Nous campons juste en face du Marble Canyon, nous pouvons y aller à pied. On arrive par le bas, face à l'eau puissante de la rivière et son étrange couleur laiteuse, tirant vers le bleu. La balade monte ensuite en haut de l'étroit canyon qui devient de plus en plus profond. Il fait chaud cet après-midi et cette partie de la forêt a brûlé il y a quelques années. Des petits arbres ont recommencé à pousser mais ils sont encore trop jeunes pour faire de l'ombre. La balade n'est pas difficile mais je souffre à cause de la chaleur. Quelle frustration de voir cette belle eau couler si fraîche et puissante au fond de cette route de roche alors que je cuis au soleil... Tout en haut, la rivière qui coule à notre niveau dégringole vers les profondeurs en une impressionnante cascade.
Le tour du canyon ne prend pas beaucoup de temps. Nous continuons ensuite par une jolie promenade en forêt le long de la rivière. C'est moins impressionnant que nos deux randonnées précédentes mais ça reste agréable. Nous rejoignons Paint Creek : une rivière qui coule sur une terre rouge utilisée depuis longtemps comme un pigment naturel. Il nous faut bien deux heures pour faire l'aller-retour. L'après-midi tend vers le soir et nous chantons à tue tête pour éviter de rencontrer des ours.
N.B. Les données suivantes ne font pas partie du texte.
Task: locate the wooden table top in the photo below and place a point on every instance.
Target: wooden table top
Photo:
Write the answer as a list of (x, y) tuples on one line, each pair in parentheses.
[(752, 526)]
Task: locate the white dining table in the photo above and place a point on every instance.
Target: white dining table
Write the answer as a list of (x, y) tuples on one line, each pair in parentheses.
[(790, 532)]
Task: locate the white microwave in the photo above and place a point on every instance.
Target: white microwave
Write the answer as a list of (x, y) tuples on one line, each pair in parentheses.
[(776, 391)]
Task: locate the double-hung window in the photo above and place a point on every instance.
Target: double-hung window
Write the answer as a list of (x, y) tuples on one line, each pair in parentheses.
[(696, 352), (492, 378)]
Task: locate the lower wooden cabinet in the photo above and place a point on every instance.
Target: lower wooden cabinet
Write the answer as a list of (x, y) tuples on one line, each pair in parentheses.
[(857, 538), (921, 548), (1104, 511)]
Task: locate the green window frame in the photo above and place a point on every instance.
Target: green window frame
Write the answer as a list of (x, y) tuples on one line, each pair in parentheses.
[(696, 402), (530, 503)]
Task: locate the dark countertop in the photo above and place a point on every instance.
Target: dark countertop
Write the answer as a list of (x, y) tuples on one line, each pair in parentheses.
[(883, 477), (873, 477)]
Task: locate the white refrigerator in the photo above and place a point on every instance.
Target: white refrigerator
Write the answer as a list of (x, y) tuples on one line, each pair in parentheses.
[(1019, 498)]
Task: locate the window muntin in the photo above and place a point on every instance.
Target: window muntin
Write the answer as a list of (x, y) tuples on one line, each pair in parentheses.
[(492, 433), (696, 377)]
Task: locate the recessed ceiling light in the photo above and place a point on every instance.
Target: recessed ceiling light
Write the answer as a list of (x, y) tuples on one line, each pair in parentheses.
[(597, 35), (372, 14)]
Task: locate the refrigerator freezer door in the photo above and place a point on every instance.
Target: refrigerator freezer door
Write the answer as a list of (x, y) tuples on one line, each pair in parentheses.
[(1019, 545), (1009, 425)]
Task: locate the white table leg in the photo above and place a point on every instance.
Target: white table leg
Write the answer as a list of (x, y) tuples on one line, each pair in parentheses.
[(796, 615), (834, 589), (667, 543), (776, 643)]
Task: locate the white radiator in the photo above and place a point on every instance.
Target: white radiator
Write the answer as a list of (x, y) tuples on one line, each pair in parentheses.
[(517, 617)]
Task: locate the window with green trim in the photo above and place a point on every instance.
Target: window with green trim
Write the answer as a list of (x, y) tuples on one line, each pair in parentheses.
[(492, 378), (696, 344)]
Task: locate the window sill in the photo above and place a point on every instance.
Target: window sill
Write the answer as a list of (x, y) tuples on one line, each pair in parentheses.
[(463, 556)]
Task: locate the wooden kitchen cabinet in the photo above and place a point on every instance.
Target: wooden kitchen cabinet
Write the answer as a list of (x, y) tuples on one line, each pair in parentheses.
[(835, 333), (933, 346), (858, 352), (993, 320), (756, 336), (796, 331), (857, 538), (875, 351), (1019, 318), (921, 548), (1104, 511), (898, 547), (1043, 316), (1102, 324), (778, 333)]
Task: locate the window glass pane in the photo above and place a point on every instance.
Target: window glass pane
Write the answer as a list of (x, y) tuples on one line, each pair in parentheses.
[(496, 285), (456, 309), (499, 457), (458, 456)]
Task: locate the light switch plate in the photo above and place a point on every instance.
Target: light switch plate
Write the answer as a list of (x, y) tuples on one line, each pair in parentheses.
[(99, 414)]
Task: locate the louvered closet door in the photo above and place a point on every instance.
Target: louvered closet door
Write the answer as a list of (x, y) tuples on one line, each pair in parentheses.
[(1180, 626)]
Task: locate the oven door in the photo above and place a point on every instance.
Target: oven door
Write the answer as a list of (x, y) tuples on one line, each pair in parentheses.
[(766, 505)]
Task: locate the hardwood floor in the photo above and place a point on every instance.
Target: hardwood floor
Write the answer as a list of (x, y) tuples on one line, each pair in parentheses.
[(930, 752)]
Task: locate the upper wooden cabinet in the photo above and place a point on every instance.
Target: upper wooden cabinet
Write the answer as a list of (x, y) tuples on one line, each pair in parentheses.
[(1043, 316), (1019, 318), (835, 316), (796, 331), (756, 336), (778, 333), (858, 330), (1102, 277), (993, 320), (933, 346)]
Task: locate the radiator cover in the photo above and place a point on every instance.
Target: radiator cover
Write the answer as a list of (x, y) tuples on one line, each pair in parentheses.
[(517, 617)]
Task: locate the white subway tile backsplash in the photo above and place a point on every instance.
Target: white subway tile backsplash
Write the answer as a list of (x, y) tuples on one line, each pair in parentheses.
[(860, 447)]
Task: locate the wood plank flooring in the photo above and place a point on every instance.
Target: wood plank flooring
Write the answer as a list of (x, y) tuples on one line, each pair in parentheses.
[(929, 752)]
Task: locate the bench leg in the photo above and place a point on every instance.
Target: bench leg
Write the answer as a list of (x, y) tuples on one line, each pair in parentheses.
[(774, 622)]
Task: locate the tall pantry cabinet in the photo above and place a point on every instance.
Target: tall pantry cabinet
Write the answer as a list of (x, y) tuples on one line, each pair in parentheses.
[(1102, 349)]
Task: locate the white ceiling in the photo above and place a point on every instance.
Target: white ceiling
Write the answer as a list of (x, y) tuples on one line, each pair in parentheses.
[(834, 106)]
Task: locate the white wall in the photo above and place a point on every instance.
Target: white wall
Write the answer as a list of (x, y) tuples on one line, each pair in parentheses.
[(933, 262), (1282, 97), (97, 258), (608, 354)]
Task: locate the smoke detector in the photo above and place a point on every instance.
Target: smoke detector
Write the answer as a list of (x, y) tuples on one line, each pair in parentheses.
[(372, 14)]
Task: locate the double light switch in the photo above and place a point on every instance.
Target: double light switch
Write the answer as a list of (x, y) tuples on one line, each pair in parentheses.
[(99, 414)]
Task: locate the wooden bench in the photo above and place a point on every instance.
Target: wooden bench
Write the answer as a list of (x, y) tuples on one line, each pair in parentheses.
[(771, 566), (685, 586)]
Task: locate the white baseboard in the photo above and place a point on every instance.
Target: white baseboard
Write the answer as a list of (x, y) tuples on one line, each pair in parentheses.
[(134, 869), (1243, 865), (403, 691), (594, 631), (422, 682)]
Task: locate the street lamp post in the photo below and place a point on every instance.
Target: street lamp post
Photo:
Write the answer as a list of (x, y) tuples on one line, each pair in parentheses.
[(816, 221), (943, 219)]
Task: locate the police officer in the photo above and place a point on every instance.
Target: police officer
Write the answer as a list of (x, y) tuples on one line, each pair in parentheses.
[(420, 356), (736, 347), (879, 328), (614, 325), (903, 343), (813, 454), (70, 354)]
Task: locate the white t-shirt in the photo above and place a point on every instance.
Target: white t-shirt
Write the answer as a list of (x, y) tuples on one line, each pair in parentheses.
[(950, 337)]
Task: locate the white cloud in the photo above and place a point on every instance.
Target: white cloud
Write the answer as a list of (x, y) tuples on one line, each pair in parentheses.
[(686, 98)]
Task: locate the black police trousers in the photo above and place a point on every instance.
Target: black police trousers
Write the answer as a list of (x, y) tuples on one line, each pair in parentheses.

Il a fait si chaud aujourd'hui que la fraîcheur de la nuit nous surprend, nous rappelant que nous sommes encore en montagne. Le lendemain, nous continuons la route et traversons le parc. Il me semble plus sauvage, moins aménagé que les deux grands Jasper et Banf. Sur la carte, je vois de multiples chemins de randonnée qui partent vers l'intérieur jusqu'à des campings uniquement accessibles après plusieurs heures de marche. Mais nous n'avons pas l'équipement pour ce genre d'expédition. Un jour, peut-être... Pour nous, c'est la fin des National Parks. Notre dernière étape est un bain dans les jolies piscines des Radium Hot Springs au creux des montagnes. Après plusieurs jours sans douches (la dernière remonte aux sources chaudes de Miette, à Jasper), cela fait du bien de se laver puis de paresser dans l'eau chaude.